Do we show this kind of favoritism today? In what ways? Why might we do this? I suspect that we do it because – in too many ways shaped as much as by our culture as by the kingdom of God – we desire to possess the cultural marks of favor for our self. We envy worldly riches in others because we want them for our self. Consciously or unconsciously, we betray this cultural pattern of thinking and behaving when we show favoritism to those who possess worldly riches.


Yet God wants to humble us in order to exalt us with true richness – richness of trust, hope, and love in him. When we possess true riches, the riches of the kingdom, we will lavish not envy and favoritism but love on our neighbor, no matter their circumstances in worldly terms.

Saturday, August 15, 2009

Some Brief Thoughts on Work as Blessing and Curse

In the world as we know it, work is ambiguous. It is both blessing and curse. The admixture makes us ambivalent about work. In general, it is better to have work than not, though we tire of work and desire not to work. Yet not having work or not being at work finally has positive value for us only as respite from having work or being at work.

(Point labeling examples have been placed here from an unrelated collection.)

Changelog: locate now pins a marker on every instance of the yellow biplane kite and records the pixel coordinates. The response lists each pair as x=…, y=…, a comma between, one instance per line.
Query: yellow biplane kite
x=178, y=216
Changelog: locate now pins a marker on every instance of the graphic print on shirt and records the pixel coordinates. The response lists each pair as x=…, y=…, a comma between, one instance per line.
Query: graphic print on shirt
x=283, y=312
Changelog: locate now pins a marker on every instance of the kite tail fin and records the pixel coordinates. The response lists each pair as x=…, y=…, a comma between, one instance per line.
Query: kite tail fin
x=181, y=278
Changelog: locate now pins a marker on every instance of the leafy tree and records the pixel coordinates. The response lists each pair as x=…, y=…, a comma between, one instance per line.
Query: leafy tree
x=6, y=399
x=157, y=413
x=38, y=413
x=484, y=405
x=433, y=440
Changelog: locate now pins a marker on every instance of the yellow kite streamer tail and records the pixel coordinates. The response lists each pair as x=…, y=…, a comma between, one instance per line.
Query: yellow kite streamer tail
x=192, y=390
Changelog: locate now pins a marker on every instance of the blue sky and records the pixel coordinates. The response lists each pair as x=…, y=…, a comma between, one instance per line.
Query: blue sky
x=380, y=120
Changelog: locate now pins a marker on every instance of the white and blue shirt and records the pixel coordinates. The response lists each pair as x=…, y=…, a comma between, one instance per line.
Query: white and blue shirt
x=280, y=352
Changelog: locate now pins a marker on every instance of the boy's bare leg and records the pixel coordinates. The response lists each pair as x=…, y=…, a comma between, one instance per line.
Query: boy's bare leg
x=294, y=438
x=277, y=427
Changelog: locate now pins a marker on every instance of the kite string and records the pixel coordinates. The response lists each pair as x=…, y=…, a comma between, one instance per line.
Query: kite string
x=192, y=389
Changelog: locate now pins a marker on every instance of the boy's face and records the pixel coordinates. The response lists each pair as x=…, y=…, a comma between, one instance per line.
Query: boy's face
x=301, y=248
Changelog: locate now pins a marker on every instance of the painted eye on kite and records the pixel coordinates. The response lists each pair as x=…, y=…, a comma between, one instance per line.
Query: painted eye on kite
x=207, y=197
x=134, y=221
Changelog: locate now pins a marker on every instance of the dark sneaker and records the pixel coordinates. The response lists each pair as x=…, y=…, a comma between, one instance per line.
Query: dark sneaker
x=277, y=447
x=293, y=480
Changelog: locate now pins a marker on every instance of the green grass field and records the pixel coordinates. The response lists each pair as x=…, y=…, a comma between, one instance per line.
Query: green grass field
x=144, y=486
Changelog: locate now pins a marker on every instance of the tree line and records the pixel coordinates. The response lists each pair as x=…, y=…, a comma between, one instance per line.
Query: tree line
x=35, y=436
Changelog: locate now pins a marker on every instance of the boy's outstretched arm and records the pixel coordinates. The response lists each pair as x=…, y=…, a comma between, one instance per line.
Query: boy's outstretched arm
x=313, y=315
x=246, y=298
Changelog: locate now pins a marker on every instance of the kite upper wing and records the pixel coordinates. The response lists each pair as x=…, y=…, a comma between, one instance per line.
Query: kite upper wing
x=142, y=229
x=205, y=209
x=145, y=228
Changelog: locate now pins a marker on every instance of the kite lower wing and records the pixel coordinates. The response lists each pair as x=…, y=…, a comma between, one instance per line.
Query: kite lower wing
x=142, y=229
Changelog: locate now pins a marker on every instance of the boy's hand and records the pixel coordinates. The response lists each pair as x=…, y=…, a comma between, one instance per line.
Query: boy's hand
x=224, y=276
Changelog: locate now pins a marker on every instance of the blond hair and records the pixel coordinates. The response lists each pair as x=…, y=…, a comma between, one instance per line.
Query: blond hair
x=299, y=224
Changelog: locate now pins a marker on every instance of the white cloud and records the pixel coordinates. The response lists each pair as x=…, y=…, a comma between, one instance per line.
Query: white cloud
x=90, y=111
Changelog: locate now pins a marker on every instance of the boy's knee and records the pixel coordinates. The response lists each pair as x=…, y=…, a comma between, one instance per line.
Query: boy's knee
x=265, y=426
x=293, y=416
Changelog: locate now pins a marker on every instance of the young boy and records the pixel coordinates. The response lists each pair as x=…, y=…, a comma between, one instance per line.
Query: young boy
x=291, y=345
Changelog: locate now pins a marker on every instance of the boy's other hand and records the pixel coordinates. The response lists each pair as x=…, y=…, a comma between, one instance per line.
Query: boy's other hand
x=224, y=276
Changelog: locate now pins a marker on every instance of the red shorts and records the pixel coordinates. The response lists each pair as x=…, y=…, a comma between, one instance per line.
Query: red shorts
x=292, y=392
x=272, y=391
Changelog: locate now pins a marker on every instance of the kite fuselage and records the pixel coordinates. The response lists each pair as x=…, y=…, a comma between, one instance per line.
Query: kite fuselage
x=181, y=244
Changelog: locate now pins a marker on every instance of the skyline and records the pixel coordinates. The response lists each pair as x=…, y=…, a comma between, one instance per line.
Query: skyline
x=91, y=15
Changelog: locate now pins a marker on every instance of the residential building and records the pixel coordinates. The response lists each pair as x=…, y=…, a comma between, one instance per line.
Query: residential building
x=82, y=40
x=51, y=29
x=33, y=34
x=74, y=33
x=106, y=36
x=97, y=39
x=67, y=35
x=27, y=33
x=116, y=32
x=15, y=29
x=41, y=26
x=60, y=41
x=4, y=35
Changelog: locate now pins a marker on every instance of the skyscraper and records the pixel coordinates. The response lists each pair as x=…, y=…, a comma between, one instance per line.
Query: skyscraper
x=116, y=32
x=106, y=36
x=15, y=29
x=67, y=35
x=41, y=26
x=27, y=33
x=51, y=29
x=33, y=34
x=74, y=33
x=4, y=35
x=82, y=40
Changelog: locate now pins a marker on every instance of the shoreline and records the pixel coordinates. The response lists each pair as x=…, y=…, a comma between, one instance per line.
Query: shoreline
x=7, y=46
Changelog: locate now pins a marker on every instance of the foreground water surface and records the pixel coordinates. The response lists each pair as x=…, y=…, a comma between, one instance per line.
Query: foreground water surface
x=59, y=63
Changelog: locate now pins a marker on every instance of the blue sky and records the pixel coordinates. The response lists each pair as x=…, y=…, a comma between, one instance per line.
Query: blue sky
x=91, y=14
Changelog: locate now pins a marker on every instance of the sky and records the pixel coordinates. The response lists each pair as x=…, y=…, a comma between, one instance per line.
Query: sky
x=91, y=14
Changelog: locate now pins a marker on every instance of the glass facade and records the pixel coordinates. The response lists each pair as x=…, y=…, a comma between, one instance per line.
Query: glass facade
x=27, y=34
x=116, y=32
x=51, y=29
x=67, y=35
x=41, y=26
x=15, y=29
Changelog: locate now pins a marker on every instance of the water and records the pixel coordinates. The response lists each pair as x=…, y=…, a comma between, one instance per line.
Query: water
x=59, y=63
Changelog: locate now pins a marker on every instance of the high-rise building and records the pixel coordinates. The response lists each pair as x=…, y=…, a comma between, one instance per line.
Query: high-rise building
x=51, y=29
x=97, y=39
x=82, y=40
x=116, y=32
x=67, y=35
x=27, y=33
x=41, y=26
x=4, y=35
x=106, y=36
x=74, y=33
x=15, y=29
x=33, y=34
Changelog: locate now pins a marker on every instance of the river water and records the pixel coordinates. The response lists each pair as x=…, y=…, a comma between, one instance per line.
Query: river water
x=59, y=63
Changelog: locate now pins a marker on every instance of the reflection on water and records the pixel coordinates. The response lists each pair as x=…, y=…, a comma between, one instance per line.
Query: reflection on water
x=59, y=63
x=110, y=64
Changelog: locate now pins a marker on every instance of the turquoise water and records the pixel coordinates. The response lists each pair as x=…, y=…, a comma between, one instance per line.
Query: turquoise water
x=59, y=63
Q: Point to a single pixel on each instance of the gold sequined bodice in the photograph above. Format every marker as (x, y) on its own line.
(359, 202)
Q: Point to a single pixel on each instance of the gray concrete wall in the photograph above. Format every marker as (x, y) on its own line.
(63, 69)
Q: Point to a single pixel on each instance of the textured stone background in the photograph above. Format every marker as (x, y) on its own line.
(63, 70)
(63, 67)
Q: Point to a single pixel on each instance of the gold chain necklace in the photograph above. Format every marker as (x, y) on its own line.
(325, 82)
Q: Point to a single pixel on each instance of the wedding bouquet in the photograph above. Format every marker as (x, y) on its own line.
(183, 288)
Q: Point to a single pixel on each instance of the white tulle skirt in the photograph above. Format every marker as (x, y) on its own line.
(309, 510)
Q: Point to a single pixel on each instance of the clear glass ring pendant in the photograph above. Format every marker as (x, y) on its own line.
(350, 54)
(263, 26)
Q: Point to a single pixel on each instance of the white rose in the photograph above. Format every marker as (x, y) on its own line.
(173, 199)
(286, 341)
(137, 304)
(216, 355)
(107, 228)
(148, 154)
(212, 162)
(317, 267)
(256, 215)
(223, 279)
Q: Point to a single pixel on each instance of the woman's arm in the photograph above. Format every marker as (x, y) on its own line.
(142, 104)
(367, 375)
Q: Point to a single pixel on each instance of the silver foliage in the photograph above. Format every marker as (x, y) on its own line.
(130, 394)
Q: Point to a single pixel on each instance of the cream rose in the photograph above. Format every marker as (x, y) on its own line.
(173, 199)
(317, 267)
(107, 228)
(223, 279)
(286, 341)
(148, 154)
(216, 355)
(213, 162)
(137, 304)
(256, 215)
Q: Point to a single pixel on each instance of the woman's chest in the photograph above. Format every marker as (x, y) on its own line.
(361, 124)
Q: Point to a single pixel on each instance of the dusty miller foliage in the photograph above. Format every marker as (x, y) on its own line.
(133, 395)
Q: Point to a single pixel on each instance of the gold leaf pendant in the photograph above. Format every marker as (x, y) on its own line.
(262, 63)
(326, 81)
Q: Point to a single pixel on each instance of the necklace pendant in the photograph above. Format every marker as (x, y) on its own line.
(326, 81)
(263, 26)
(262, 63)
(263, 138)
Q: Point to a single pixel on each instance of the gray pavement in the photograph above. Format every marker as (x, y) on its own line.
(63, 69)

Even this way of putting the matter evokes the ambiguity and our ambivalence, for there is a subtle but significant difference between the phrases "to have work" and "to work". Likewise, there is a subtle but distinct difference in meaning between "at work" as a place and "work" or "at work" as a verb or an activity. "I am at work" means something different from "I work" or "I am working."

God created us to be, yes, and also to do or to make. So in God's good created order, being and making are blessing, even if, as finite creatures, we tire as we live and act. Yet in a sinful world, tiredness takes on a different quality, the character of a curse. Tiredness results not only from our finitude but from our servitude, our bondage to sin and death. Being wears upon us, and making wears us out. Compare the tiredness an athlete feels after hours of exertion in a favorite sport with the tiredness a seamstress feels after long days in a sweatshop.

Work as God intended it and made us for in original creation is more like what we experience in this life as activity when engaged in hobbies.

Wednesday, August 12, 2009

God Loves Us

God loves us as we are, but he never leaves as we are.